He did not wish to repeat what he had before said. He desired the clause which he had indicated, stricken out, in order that there might be no contradiction in the language of the constitution. He did not believe that there was a scholar in that hall who was able to reconcile the conflicting, as he conceived it to be, language of the two sections.

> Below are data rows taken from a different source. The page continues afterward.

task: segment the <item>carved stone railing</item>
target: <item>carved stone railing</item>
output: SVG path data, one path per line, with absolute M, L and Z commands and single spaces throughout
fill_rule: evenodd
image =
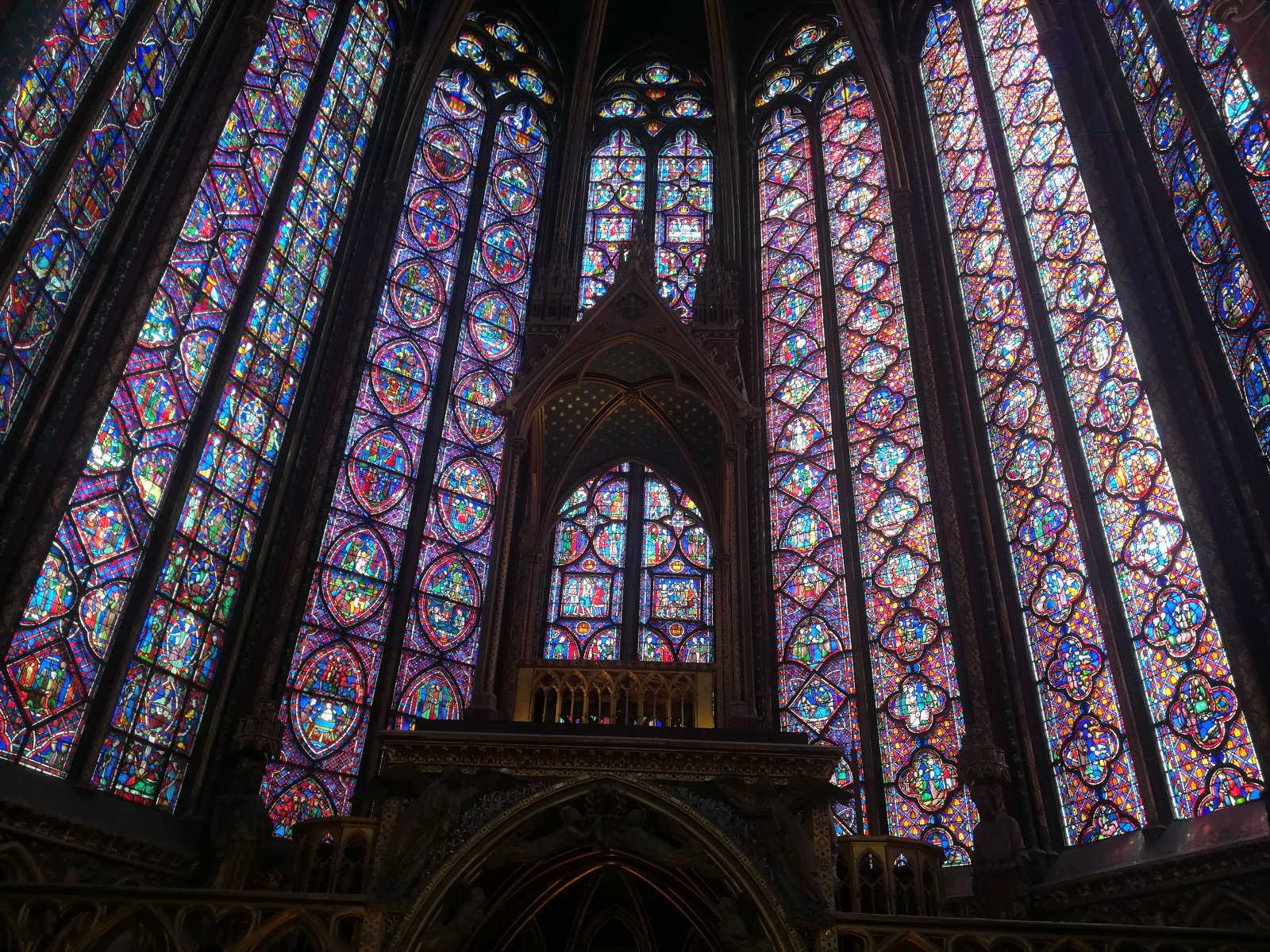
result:
M 838 952 L 1253 952 L 1270 934 L 1166 925 L 1034 923 L 1007 919 L 839 913 Z
M 517 682 L 516 720 L 714 727 L 714 674 L 696 665 L 526 665 Z
M 940 915 L 944 850 L 898 836 L 838 838 L 838 909 L 843 913 Z
M 361 896 L 136 886 L 0 887 L 5 952 L 356 952 Z
M 135 886 L 0 887 L 0 948 L 165 952 L 354 952 L 367 906 L 300 892 Z M 1158 925 L 1008 922 L 839 913 L 839 952 L 1256 952 L 1270 934 Z M 418 944 L 372 942 L 382 952 Z M 439 948 L 441 946 L 437 946 Z M 446 946 L 462 948 L 464 946 Z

There had been some delegates in this convention who had expressed themselves in language which showed their hostility to foreigners, and the descendants of foreigners. And, in the course of their argument, they had intimated as much as that they preferred the blacks to them. He would say to those gentlemen that it would be well if they would take counsel of their reason, instead of giving way to passion. Let them look back to the history of their country, and they would find that foreigners, despised as they might be, were not backward in assisting this country against her enemies. It was the duty of every man owing allegiance to the government, to do his utmost to sustain it. With regard to the memorial of the blacks, the very principle of it proves them to be a distinct people.

He maintained that those delegates elected to this convention, and who advocated this exclusive privilege in regard to the Quakers, would seem to have been elected for the purpose of defeating those measures that were calculated to add to the dignity, and to advance the glory of Penn sylvania, and of the Union at large. He would say most unequivocally that if the society of friends would not give their aid and assistance to the state, when deemed necessary, they had no right to have any representatives on the floor of this convention. Mr. C. proceeded to notice some of the taunts, as he regarded them which had been thrown out against foreigners by certain delegates-when he was reminded by

The CHAIR, (Mr. Porter) that he was digressing from the subject before the convention.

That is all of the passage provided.